CPS işçisi yumruğunu sıktı ve greve çıktı!
Tuzla Serbest Bölge’de bulunan, Wolkswagen, Mercedes, BMW gibi büyük firmalara otomotiv tekstili üreten CPS Otomotiv fabrikasında, Deriteks sendikasının yürüttüğü toplu sözleşme süreci patronun dayatmacı tavrı ve en son olarak işçilere hakaret edercesine yüzde 5 zam önermesiyle çıkmaza girdi ve 28 Ağustos sabahında işçiler “Bu işyerinde grev var” pankartlarını fabrikaya asarak greve başladılar. Normal vardiyanın başladığı saat 7’den itibaren işçiler fabrikanın önünde sloganlar ve halaylarla toplanırken Devrimci İşçi Partisi de bu coşkuyu paylaşmak ve sınıf dayanışmasını yükseltmek üzere oradaydı.

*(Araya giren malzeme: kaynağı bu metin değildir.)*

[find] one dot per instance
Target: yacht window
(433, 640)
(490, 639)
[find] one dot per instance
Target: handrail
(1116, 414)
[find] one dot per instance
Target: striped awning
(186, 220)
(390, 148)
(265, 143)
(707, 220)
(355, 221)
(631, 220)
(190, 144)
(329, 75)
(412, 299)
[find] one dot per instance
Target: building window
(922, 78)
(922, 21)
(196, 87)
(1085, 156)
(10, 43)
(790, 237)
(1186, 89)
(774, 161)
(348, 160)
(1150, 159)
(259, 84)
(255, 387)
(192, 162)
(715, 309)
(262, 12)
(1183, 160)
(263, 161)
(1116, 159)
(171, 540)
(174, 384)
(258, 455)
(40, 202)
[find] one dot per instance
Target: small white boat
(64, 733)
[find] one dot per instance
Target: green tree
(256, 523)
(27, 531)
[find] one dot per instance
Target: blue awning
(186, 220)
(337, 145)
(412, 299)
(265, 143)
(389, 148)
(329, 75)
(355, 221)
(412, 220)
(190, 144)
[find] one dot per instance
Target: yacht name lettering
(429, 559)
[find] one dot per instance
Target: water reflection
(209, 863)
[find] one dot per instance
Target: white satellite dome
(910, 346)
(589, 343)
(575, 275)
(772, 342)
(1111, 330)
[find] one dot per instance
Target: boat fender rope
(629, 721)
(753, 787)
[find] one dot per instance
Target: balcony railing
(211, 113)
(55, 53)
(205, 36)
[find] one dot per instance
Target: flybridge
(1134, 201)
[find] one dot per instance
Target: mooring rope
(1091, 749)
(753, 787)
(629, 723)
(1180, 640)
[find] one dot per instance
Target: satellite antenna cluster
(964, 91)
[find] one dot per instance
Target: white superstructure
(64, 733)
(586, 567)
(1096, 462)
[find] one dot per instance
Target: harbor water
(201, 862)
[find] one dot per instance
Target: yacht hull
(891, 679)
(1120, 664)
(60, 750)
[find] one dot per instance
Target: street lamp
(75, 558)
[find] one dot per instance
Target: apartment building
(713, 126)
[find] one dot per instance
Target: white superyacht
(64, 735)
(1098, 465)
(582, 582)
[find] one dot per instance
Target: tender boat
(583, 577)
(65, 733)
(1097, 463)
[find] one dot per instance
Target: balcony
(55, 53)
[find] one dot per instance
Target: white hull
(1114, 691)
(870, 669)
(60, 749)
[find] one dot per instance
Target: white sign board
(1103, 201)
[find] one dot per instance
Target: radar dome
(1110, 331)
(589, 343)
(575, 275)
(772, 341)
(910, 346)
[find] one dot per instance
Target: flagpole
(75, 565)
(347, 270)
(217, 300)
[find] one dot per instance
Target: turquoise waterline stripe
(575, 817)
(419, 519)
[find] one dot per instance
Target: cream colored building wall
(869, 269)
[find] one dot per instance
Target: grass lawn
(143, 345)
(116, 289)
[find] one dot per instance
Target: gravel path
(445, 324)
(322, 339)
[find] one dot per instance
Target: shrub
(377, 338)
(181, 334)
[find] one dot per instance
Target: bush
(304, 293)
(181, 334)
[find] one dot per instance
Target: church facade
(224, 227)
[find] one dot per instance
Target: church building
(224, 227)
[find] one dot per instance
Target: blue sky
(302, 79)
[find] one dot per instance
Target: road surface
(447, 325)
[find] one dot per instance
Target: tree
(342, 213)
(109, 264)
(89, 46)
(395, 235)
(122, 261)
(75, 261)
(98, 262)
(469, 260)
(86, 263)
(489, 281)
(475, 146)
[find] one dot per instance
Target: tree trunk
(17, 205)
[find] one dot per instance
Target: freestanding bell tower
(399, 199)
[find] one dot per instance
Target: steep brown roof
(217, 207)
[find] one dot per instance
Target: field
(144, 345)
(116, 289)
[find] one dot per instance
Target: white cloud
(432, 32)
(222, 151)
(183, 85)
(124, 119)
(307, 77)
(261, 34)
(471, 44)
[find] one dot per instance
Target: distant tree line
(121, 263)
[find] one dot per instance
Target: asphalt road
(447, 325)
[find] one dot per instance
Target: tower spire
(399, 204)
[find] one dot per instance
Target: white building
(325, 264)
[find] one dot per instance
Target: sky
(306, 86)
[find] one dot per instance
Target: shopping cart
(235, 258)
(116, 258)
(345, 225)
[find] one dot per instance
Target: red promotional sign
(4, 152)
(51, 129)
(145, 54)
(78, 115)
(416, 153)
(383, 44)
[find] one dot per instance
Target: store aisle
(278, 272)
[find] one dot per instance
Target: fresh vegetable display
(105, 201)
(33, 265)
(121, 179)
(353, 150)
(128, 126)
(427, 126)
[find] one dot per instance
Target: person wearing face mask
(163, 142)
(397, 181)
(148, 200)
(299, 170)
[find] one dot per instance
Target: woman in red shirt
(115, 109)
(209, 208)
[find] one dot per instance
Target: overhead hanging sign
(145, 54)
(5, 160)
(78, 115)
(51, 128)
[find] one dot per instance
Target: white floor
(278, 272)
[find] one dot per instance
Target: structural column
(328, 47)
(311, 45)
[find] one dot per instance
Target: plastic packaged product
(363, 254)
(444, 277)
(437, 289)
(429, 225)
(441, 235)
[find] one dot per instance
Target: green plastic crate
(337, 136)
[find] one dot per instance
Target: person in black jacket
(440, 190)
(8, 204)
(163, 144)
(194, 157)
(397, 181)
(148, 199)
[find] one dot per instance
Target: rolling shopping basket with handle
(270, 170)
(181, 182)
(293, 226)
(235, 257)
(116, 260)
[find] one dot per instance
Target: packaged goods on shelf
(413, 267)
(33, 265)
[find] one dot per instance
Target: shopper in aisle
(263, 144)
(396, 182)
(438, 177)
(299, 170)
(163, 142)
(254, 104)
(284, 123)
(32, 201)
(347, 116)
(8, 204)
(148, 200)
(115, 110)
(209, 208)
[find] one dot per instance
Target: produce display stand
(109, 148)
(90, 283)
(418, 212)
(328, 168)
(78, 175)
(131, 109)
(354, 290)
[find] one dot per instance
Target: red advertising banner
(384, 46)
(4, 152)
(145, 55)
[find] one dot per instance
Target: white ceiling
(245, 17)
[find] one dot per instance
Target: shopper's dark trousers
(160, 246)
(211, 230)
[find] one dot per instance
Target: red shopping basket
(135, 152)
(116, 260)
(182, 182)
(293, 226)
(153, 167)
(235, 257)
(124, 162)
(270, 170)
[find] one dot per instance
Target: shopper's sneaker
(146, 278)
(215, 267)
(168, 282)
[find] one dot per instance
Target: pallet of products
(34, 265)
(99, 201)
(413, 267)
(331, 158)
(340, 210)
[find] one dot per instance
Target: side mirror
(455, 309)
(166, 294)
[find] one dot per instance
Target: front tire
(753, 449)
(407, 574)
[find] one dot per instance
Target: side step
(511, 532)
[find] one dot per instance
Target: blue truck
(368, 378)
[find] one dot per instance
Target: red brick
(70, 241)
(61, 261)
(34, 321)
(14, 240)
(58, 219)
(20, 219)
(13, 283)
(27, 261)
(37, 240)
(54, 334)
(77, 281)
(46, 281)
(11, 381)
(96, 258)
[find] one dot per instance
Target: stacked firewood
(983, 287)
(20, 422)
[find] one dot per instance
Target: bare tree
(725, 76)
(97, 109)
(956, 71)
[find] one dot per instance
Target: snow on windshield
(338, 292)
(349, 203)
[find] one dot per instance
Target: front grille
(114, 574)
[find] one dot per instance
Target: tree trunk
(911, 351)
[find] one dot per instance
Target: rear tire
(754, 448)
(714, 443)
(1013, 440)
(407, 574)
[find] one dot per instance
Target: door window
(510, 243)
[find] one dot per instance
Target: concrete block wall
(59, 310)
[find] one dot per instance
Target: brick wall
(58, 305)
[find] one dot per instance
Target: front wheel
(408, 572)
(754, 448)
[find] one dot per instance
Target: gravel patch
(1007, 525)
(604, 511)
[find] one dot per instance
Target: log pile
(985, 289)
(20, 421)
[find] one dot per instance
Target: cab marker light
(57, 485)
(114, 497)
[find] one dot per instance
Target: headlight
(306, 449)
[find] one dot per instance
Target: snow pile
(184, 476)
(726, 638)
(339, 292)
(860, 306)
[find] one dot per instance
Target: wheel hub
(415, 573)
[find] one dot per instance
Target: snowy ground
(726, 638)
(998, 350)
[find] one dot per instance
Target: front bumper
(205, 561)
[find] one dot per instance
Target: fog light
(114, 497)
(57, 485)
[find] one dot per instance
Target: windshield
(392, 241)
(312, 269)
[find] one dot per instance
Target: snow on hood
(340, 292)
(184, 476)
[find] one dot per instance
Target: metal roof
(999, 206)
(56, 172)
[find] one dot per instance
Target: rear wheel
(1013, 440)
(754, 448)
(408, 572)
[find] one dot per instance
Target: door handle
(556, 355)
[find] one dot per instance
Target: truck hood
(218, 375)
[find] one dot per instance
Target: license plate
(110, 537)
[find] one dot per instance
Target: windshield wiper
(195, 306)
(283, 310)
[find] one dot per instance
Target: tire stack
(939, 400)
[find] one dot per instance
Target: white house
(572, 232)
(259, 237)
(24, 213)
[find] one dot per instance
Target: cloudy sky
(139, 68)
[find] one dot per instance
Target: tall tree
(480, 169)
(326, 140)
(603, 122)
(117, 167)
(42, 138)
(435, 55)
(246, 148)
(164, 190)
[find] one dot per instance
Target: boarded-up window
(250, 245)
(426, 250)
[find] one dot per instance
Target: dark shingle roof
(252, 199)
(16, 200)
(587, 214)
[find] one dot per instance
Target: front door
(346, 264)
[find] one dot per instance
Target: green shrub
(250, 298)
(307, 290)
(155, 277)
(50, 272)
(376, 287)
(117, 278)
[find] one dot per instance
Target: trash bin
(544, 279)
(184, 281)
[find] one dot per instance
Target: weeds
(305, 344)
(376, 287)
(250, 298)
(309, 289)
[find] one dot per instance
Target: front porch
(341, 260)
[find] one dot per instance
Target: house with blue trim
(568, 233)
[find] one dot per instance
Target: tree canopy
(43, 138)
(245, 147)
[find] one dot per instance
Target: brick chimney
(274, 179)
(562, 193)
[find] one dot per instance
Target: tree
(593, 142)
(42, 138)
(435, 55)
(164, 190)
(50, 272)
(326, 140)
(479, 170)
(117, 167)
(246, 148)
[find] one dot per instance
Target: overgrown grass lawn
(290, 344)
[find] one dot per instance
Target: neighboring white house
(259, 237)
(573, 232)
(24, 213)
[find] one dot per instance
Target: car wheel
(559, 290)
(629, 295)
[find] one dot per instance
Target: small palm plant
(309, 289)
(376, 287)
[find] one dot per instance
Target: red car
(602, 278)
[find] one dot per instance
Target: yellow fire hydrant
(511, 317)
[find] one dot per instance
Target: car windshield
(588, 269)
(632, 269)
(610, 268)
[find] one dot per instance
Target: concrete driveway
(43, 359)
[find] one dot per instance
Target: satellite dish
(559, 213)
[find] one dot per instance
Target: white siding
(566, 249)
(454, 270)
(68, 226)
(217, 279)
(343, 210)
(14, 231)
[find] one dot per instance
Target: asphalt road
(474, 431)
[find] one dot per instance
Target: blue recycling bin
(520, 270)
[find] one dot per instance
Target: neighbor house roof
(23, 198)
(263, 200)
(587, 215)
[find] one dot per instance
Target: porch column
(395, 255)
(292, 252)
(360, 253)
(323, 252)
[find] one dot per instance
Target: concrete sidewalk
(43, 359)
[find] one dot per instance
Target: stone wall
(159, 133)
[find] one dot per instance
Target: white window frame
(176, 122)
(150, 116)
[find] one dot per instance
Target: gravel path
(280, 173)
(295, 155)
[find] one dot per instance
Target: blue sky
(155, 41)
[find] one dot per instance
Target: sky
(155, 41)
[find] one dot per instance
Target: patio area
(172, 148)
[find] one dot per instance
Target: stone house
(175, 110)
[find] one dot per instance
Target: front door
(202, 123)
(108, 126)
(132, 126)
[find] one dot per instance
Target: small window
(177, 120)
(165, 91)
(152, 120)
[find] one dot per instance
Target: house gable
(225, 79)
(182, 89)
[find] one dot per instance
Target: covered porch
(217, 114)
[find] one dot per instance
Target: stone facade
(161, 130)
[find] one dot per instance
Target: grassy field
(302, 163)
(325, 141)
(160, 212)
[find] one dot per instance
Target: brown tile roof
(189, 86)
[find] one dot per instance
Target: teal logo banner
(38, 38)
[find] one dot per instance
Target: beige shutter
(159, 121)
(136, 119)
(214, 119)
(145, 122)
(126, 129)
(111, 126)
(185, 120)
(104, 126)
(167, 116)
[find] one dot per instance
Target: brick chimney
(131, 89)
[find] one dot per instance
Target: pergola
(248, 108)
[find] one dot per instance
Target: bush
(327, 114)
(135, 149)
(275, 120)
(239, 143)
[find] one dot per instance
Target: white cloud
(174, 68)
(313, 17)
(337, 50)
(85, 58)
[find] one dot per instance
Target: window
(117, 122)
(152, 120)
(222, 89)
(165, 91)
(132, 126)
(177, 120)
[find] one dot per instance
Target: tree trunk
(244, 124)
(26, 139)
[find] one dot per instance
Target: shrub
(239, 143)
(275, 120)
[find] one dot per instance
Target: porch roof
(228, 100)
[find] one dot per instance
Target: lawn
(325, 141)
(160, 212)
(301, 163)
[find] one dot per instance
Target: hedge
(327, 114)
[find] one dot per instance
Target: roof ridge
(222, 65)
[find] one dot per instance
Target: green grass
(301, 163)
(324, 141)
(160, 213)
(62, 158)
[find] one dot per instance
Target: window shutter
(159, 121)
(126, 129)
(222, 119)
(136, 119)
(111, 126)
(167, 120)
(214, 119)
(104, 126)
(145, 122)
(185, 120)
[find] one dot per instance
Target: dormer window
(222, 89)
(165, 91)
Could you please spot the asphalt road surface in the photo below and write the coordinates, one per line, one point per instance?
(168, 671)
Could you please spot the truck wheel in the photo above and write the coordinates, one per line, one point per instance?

Patronun yüzde 5’lik zam önerisi hakaret niteliğinde
CPS işçilerinin patron dayatmalarına karşı mücadelesi toplu sözleşme süreci ile başlamadığını belirtmekte fayda var. CPS’de Sendikanın fabrikada yetki alması bir dizi işten atma saldırısı, baskı ve yıldırma politikasına göğüs gererek başarılabilmişti. Daha sonra da CPS patronu baskılarına devam etti. İşten atmalar ve kısa çalışma dayatmaları eşliğinde yoğun bir mücadele içinde toplu sözleşme sürecine gelindi. Patron tarafı yüzde 5 önerirken, Deriteks sendikası bölgede son dönemde bağlanan pek çok sözleşmeyle örtüşen yüzde 25’lik bir zam talep ediyor. Ancak mücadelenin esas sebebi zam oranları arasındaki uçurumdan ziyade artık işçilerin onurlu ve insanca çalışma talebidir. Grevin ilk anlarından itibaren görülen coşku ve kararlılığın kaynağı buradadır.
Bıçak kemiğe dayandı
Özellikle pandemi sürecinde CPS patronunun fırsatçı tutumu, baskıları arttırması iplerin büsbütün kopmasına neden olmuştur. Deriteks Genel Başkanı Musa Servi, işçilere hitaben yaptığı konuşmada pandeminin sermaye tarafından fırsat olarak değerlendirildiğini ve bir saldırı aracı olarak görüldüğünü söyledi. Ardından işçilerin zaten salgın koşullarında çalışarak yeterince fedakârlık yaptığını daha fazla fedakârlık istenemeyeceğini ve işçilerin bu yükü kaldırmasının mümkün olmadığını belirtti.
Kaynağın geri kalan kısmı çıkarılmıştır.